Le Peintre des Femmes au long cou
La vie culturelle en Jordanie n'a rien de comparable à celle de Paris, de New-York, de Barcelone ou de Moscou. Les artistes ont perdu les traditions ancestrales de l'art oriental. L'art? On se contente de peu, on s'y intérêsse peu, on en parle à peine. Mais parfois...
Naser Abdel Aziz a peu voyagé (quelques mois à Londre), connaît mal les maîtres européens. Ses toiles pourraient avoir cent ans, avec leurs atmosphères symbolistes, mais Naser Abdel Aziz n'en sait rien: il ne connaît pas les Symbolistes.
Tout jeune enfant, il est venu grossir avec sa famille les rangs des réfugiés palestiniens, arrivés par vague à partir de 1948, suite à l'installation massive des Juifs/Israéliens en Terre Sainte et à la guerre qui en découla. Après une carrière dans les coulisses de la télé jordanienne, il enseigne aujourd'hui la peinture à de jeunes étudiants, mais cherche encore le client potentiel... Car le public local sensible à l'art se compte sur les doigts d'une main.
Minutieux, une toile lui prend plusieurs mois. "J'aime réfléchir avant de peindre" confesse-t-il, dans sa barbe timide.

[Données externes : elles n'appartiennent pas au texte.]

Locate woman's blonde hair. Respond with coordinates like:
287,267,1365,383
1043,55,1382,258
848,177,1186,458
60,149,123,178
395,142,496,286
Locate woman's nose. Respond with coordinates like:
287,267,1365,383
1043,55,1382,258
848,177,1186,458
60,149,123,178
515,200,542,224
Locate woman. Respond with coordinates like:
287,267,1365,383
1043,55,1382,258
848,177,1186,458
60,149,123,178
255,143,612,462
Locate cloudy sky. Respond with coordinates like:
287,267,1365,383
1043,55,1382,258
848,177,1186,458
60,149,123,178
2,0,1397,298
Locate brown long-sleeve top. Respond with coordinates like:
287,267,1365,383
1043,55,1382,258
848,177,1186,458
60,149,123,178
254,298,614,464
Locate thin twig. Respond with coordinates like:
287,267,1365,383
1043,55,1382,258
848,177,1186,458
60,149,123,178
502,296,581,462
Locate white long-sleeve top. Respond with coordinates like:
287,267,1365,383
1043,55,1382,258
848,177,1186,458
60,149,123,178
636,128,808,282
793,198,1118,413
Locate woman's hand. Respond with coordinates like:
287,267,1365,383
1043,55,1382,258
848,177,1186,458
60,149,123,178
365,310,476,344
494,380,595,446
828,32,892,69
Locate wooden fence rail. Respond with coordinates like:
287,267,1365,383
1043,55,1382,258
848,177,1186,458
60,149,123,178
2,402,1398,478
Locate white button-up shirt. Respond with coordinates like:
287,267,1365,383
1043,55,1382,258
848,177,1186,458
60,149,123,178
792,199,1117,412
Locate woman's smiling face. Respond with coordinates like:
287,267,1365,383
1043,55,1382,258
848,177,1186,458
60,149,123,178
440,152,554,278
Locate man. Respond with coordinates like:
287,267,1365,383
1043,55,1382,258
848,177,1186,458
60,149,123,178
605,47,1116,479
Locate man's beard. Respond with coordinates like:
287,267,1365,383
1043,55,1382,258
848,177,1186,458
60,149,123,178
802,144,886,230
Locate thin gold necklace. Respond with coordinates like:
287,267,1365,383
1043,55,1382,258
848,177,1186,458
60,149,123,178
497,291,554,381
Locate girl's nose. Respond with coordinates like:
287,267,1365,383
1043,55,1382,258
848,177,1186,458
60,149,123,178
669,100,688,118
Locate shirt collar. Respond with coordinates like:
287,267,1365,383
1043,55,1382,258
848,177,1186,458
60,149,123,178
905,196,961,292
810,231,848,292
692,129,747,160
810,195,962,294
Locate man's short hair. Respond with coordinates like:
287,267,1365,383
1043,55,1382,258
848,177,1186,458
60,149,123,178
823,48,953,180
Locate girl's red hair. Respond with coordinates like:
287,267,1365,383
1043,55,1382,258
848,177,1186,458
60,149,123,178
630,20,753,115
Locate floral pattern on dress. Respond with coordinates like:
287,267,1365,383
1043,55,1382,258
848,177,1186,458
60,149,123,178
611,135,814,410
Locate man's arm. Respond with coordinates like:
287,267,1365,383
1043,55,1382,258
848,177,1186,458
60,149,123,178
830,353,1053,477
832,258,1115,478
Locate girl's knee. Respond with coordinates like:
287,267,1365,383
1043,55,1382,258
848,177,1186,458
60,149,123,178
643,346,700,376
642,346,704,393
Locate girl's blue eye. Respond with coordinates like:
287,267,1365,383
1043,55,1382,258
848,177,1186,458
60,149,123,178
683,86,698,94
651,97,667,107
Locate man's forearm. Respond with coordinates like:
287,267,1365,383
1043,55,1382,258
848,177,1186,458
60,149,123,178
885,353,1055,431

Sa femme et sa fille sont ses modèles, mais parfois, l'artiste nous dit que "les dames sont juste dans sa tête et qu'il les voient comme cela: avec de longs cous". Il n'a jamais trouvé aucun écho en Occident: trop classique? Trop Arabe? A-t-il seulement essayé? Les étrangers dénigrent ce "peintre jordanien de la vieille génération", mais il n'a pourtant rien à envier aux jeunes acteurs de la scène artistique à Amman.